![instinct-vfx] @instinct-vfx: I have a bit of a bigger topic. No idea if anyone faces something like that at all here: How to handle remote impersonation and/or credentials in a render-farm scenario?
Currently we use Qube as a render manager and Qube has a feature that allows us to let render jobs be executed as the user that submitted them. That is not directly possible on windows, as - as opposed to linux - you can not run a process under a different user without their credentials. Qube (and Deadline) get around this by letting users register their Windows password encrypted in their DB and then using that information to launch processes under that user. We need this because we are not allowed to have a generic render user that has access to all projects as we must control process access per user individually.
Questions i have:
• Anyone knows if any other render manager supports this besides Qube and Deadline?

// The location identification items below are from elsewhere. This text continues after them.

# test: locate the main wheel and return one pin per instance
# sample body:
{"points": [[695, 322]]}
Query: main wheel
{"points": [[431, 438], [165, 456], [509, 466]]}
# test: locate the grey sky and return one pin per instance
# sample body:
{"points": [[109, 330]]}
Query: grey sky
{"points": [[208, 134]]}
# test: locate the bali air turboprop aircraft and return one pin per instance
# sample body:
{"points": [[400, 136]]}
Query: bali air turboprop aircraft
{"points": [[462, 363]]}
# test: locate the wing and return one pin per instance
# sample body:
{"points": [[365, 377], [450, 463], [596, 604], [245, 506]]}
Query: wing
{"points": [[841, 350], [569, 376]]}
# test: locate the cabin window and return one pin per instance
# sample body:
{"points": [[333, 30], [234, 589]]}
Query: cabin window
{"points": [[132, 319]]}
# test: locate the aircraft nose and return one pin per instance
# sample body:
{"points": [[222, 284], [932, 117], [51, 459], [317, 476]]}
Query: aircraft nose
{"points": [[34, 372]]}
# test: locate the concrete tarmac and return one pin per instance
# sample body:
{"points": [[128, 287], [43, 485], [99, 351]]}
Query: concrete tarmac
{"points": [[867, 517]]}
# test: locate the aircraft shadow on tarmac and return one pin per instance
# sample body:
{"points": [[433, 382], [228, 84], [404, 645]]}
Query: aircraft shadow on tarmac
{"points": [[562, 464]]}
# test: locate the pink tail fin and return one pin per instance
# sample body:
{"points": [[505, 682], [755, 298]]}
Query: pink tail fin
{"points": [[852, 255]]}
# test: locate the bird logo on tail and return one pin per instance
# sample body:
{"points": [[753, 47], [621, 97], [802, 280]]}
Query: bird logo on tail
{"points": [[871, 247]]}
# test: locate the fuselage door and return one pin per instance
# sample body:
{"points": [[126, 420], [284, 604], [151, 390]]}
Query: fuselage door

• In addition to just share access we have an increasing amount of central services that also need authentication. For some we were able to put Kerberos forwarding in place and piggy back the above mentioned mechanism. But that’s cumbersome and does not always work and Kerberos is also to be deprecated. Anyone knows of solutions that allow me to hand credentials to a render job process in a way that prevents compromising of the credentials? (e.g. if i add that information to a job, then everyone with access to the queue can read the credentials and potentially abuse them.
![Andre_Anjos] @Andre_Anjos: @instinct-vfx Just for my understanding… In what circumstances would the impersonator be able to access to the render farm? Are you talking about someone internally, if they are aware of the credentails for a specific user?
![instinct-vfx] @instinct-vfx: To clarify: A user submits a job to the farm, the farm needs to be able to run this job on a different computer (=render node) but as the user that submitted it. So the farm uses impersonation to run as a user. The impersonator is the render farm basically.
![minkiu] @minkiu: Hmm that sounds like quite the pickle, maybe have a pre-job/task that adds the credential as an ENV VAR , so it sets it on runtime, and the tool can then use the credential, but it’s not in the job properties environment maybe…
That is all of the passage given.